A County Derry man has been shortlisted in a 'life changing’ competition to find the UK's best young chef.
The Roux Scholarship is the biggest UK competition for chefs under 30 and previous winners have gone on to head some of the UK’s top kitchens and earn Michelin stars.
Ryan Porter, 29, was raised in Magherafelt from the age of five when he moved up from Wexford, and has reached the semi final of the competition.
“To go on to win this would be a huge achievement. It would just be one small step to where I want to go and what I want to do but to win this competition it's life changing, it really is,” he said.
“It would just show that no matter what kind of background you've come from, or what you've done in your life, great things can happen if you truly believe in yourself.”
The competition has 18 semi finalists who were selected after submitting written recipes that used striploin of dry-aged beef, a beef offal ingredient and Belgian chicory.
They were submitted anonymously to the judges, who took part in the Recipe Judging day at Roux at The Waterside Inn on 22 February 2023.
The semifinalists will compete in two regional finals which will be held simultaneously on Thursday 9th March 2023 at University College Birmingham and University of West London, Ealing.
This is the last year Ryan will be eligible for the competition.
“I believe I can [win it] but it's whoever turns up on the day: anything can happen. You just have to believe in yourself; you can be the best chef in the country but you still might not win it because all that matters is what happens on that day,” he said.
“No one remembers the semi finalists, no one remembers the finalists, everyone remembers the people who win it like Mark Burchill, two Michelin stars, and Sat Bains, two Michelin stars,” he added.
This is the second time Ryan has entered the competition. He reached the final five years ago – only the third person from the North to do so.
This year two chefs from the North are in the semifinal with Dillon Smyth from Antrim also competing.
Ryan moved to England seven years ago seeking out mentors at top restaurants in the country. He is eager to learn various techniques from people who are the best at what they do.
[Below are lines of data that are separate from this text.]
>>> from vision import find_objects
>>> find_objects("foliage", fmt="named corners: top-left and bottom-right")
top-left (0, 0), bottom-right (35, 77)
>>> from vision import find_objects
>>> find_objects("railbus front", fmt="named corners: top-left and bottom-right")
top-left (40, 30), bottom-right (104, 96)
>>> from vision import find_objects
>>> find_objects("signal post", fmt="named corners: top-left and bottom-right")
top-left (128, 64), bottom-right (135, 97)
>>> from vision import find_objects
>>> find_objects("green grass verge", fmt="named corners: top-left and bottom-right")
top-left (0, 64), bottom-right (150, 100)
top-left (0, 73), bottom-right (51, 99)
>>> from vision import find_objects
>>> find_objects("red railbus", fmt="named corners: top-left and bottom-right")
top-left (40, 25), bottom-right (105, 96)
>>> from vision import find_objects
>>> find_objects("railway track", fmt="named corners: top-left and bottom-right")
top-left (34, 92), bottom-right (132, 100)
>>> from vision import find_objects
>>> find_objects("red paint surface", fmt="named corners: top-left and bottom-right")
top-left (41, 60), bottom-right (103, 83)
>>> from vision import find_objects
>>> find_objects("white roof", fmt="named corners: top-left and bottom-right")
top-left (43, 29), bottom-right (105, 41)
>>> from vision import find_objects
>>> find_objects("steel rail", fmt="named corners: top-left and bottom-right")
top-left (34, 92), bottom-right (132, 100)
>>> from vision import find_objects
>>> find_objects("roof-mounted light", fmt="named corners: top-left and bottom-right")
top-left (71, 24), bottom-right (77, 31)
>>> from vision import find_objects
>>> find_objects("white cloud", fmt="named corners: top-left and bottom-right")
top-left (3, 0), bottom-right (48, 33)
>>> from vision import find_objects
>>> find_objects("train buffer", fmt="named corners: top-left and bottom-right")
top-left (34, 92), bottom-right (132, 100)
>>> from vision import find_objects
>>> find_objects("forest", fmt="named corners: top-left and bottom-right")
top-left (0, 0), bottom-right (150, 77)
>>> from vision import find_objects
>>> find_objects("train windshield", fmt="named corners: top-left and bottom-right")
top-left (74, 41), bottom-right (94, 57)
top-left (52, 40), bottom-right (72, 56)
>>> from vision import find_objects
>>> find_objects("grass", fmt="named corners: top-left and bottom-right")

“I moved over to England when I was 22 and put myself in the best restaurants I possibly could. I knew that if I wanted to be good at cooking I had to move to England because it had more opportunities and the standard of food was a lot higher.
“The standard in Northern Ireland is getting there but it's just a bit behind.”
When he moved to England he linked up with Aiden Byrne - the youngest chef to be awarded a Michelin star.
He started cooking in Aiden's pub and lived in a room above it. He did eight months there before moving on to the Michelin star restaurant, Northcote Manor, just outside Blackburn. Here Ryan worked under Lisa Allen, winner of the BBC cooking show Great British Menu, and says it was here he really started to fall in love with food.
After a year there Ryan first entered the Roux Scholarship scholarship competition.
When he lost out in the final Ryan kept striving to improve and started working at the two Michelin star Midsummer House. Here he worked with Chef Daniel Clifford and Head Chef Mark Abbott from Antrim.
After a year he moved on to the two Michelin star Whatley Manor where he worked with Niall Keating who won the Michelin Young European Chef award in 2018.
He left Whatley Manor and started a private dining business but realised that wasn't what he wanted.
He's currently head chef at The Double Red Duke pub in Oxfordshire where everything is fresh and cooked over an open fire.
The goal for Ryan, with or without the scholarship, is to open his own restaurant with a healthier workplace environment than many of the top kitchens.
“There's a crisis in the industry at the minute. There's staff shortages and I believe that's down to how staff are treated – a lot of chefs are bullies. A lot of kitchens are intense and they shouldn't be that way. So I'd like to go on and change that,” he said.
“And I want to actually show the kids that there is a career in this. I only have one GCSE and some people think if you're not smart and you don't have a degree you go and work in a kitchen.
“It's not that job anymore; there's a great career in cheffing and I want to show the kids that and mentor them rather than making them scared to work in a kitchen.”
“It's not a nice environment to work in. I've seen it myself, I've been in those kitchens. You have to
have a strong will to survive those kitchens and everyone's different, everyone has a different personality so you cant treat everyone the same. That's why I want to change the industry.”
If Ryan is successful in the semifinal he will join five other finalists at Westminster Kingsway College in London.
The judges for the final cook-off will be: Alain Roux, Michel Roux Jr, Brian Turner CBE, André Garrett, Sat Bains, Simon Hulstone, Rachel Humphrey and Angela Hartnett and an unannounced honourary President of Judges.